A Novel Feature-Aware Chaotic Image Encryption Scheme For Data Security and Privacy in IoT and Edge Networks

Abstract: The security of image data in the Internet of Things (IoT) and edge networks is crucial due to the increasing deployment of intelligent systems for real-time decision-making. Traditional encryption algorithms such as AES and RSA are computationally expensive for resource-constrained IoT devices and ineffective for large-volume image data, leading to inefficiencies in privacy-preserving distributed learning applications. To address these concerns, this paper proposes a novel Feature-Aware Chaotic Image Encryption scheme that integrates Feature-Aware Pixel Segmentation (FAPS) with Chaotic Chain Permutation and Confusion mechanisms to enhance security while maintaining efficiency.
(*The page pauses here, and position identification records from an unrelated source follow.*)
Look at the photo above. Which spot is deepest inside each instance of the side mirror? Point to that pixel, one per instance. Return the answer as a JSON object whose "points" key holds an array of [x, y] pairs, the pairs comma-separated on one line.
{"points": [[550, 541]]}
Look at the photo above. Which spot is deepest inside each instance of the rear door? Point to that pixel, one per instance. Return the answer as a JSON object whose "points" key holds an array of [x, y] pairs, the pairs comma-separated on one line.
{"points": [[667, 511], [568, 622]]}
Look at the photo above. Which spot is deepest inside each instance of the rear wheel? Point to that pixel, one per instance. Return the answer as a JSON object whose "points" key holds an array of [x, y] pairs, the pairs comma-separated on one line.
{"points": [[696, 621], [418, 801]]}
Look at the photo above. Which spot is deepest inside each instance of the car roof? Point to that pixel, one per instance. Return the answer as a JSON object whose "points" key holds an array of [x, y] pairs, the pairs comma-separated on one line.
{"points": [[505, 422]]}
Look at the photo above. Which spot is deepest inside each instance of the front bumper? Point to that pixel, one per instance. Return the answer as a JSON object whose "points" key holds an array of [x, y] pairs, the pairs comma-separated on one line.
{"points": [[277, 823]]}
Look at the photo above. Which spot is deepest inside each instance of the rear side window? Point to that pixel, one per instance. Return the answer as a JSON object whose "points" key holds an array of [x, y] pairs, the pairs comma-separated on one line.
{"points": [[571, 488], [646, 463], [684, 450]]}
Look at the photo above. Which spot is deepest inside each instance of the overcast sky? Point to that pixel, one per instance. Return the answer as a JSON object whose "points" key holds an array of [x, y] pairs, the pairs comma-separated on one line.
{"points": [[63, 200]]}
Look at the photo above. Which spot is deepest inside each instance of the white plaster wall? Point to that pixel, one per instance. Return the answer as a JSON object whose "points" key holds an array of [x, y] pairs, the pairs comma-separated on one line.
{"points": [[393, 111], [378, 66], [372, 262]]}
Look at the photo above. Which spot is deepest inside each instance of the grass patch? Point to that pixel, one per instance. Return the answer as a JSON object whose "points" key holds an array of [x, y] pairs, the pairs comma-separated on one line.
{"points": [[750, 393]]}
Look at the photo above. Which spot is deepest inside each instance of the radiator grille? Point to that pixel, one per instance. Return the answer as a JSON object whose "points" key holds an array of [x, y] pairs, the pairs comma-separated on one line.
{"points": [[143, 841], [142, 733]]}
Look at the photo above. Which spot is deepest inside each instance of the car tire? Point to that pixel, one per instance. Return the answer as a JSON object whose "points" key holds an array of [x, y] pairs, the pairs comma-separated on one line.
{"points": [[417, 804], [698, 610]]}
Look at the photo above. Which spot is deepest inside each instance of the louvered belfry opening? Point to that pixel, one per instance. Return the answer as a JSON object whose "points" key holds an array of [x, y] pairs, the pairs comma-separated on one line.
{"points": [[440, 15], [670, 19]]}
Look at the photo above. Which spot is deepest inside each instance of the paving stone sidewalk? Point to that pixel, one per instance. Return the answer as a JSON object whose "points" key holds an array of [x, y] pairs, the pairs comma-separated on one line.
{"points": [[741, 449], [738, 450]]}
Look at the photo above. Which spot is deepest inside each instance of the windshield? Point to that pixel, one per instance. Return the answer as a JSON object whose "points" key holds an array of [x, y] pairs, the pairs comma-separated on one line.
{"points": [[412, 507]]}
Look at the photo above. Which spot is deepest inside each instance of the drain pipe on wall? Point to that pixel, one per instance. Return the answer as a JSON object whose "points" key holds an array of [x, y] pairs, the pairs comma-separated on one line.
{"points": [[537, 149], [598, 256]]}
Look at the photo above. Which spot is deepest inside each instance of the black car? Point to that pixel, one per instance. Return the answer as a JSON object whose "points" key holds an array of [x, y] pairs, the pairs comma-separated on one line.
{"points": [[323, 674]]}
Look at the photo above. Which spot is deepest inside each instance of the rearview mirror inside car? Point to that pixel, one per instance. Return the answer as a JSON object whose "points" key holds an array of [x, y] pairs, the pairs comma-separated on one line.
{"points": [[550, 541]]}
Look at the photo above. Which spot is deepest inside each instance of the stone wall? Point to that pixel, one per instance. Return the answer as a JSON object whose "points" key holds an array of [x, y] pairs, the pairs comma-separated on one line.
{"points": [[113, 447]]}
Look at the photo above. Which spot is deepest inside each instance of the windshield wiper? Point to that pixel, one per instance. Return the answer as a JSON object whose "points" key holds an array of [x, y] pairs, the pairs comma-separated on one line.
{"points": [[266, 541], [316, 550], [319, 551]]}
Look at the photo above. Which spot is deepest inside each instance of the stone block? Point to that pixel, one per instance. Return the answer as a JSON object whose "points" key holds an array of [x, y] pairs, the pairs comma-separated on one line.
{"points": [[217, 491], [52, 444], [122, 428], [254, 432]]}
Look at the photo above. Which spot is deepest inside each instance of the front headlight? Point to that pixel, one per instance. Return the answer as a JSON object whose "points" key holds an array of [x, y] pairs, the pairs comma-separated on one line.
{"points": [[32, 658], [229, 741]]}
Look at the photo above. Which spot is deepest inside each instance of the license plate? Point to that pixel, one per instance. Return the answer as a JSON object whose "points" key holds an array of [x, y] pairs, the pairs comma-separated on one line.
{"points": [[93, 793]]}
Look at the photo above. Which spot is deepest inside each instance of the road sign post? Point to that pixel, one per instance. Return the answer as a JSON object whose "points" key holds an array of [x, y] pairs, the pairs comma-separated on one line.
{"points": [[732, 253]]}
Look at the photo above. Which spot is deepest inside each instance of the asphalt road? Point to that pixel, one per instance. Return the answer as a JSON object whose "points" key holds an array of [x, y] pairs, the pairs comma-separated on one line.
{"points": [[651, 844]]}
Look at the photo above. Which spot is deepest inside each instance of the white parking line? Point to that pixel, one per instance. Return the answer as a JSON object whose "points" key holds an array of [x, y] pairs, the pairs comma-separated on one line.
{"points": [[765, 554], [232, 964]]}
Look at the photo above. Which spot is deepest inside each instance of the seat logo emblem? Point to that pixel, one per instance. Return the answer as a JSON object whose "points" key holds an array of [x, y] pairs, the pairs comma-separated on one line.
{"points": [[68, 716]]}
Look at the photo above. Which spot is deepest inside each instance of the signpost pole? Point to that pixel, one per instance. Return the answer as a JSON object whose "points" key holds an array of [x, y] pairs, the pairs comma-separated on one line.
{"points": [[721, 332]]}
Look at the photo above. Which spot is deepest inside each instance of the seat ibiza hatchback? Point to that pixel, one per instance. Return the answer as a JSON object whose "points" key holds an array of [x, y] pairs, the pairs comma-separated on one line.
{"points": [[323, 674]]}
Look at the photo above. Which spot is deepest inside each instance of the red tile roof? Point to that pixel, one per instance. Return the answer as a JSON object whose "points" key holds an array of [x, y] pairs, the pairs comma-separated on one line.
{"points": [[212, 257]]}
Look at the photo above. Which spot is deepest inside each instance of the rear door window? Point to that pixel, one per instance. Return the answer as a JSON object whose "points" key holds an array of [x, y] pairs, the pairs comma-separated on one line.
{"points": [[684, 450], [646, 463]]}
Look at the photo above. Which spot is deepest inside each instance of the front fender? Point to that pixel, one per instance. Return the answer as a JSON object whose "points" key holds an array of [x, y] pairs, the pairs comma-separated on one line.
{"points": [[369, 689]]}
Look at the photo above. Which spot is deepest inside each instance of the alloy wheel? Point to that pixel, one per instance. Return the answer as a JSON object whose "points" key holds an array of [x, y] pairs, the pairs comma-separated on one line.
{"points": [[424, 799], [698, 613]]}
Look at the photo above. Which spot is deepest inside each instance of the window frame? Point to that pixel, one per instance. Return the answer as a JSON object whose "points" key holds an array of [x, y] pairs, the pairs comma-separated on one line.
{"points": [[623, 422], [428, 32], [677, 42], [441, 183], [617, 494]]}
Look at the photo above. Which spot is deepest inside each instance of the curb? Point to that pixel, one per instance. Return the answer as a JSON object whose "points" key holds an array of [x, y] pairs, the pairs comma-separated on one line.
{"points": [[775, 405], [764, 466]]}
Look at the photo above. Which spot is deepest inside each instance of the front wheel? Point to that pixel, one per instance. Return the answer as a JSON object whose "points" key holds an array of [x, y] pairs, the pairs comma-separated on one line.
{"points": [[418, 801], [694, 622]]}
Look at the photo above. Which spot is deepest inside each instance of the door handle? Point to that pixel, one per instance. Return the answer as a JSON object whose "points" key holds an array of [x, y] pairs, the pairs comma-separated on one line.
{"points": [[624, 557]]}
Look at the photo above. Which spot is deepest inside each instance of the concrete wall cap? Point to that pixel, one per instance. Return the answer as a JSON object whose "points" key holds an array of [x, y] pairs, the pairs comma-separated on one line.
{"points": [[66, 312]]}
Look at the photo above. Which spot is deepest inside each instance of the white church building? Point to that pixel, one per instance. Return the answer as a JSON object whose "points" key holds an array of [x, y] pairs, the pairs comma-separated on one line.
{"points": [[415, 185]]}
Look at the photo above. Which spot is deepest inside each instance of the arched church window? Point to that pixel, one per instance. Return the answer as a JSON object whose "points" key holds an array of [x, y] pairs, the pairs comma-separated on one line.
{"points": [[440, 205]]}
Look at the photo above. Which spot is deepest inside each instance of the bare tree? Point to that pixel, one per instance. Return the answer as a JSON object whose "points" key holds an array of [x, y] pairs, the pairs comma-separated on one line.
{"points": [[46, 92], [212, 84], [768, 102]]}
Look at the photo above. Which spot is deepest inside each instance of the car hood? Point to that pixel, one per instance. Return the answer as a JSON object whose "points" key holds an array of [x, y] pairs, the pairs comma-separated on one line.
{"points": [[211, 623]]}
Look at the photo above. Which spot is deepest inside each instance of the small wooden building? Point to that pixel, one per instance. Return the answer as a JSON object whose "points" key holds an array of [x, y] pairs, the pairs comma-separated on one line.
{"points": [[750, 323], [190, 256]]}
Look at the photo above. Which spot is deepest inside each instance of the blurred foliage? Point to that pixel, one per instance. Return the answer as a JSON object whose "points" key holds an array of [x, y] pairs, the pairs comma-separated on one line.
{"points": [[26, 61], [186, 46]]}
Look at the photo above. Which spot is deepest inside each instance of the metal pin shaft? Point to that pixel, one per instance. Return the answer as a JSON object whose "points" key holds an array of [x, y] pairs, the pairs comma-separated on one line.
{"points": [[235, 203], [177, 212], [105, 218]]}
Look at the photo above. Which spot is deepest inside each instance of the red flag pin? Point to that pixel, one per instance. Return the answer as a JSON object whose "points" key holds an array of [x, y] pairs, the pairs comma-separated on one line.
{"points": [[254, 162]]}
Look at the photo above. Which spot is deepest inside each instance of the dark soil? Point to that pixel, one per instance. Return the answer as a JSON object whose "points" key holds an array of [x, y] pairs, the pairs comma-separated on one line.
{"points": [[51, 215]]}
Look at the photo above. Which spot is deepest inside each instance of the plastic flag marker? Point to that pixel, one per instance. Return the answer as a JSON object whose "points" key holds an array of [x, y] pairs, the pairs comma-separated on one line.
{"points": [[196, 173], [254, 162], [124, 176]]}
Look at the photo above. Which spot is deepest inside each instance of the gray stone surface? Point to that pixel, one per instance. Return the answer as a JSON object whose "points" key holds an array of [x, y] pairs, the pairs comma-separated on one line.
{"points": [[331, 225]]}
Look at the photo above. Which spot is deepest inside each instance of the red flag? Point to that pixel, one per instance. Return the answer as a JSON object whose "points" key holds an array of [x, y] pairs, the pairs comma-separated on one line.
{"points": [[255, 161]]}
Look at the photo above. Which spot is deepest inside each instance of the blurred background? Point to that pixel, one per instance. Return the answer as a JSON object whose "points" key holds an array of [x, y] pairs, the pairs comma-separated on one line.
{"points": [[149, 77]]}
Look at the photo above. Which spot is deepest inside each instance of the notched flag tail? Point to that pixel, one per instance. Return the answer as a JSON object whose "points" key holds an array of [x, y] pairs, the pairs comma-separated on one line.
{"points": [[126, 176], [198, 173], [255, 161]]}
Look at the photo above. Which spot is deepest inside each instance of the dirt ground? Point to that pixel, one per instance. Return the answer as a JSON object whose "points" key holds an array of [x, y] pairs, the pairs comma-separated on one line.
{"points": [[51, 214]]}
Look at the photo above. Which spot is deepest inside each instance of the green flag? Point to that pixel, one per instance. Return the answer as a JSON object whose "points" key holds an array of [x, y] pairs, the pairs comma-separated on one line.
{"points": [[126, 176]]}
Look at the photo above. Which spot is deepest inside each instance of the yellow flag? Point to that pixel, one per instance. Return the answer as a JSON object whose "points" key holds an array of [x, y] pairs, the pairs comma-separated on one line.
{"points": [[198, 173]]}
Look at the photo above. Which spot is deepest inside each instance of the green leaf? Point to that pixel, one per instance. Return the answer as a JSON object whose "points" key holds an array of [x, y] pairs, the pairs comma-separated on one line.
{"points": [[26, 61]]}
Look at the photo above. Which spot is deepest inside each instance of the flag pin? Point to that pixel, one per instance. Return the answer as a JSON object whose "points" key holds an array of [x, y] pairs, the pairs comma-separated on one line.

The proposed scheme consists of three stages: (1) FAPS, which extracts and reorganizes pixels based on high and low edge intensity features for correlation disruption; (2) Chaotic Chain Permutation, which employs a logistic chaotic map with SHA-256-based dynamically updated keys for block-wise permutation; and (3) Chaotic chain Confusion, which utilises dynamically generated chaotic seed matrices for bitwise XOR operations. Extensive security and performance evaluations demonstrate that the proposed scheme significantly reduces pixel correlation -- almost zero, achieves high entropy values close to 8, and resists differential cryptographic attacks. The optimum design of the proposed scheme makes it suitable for real-time deployment in resource-constrained environments.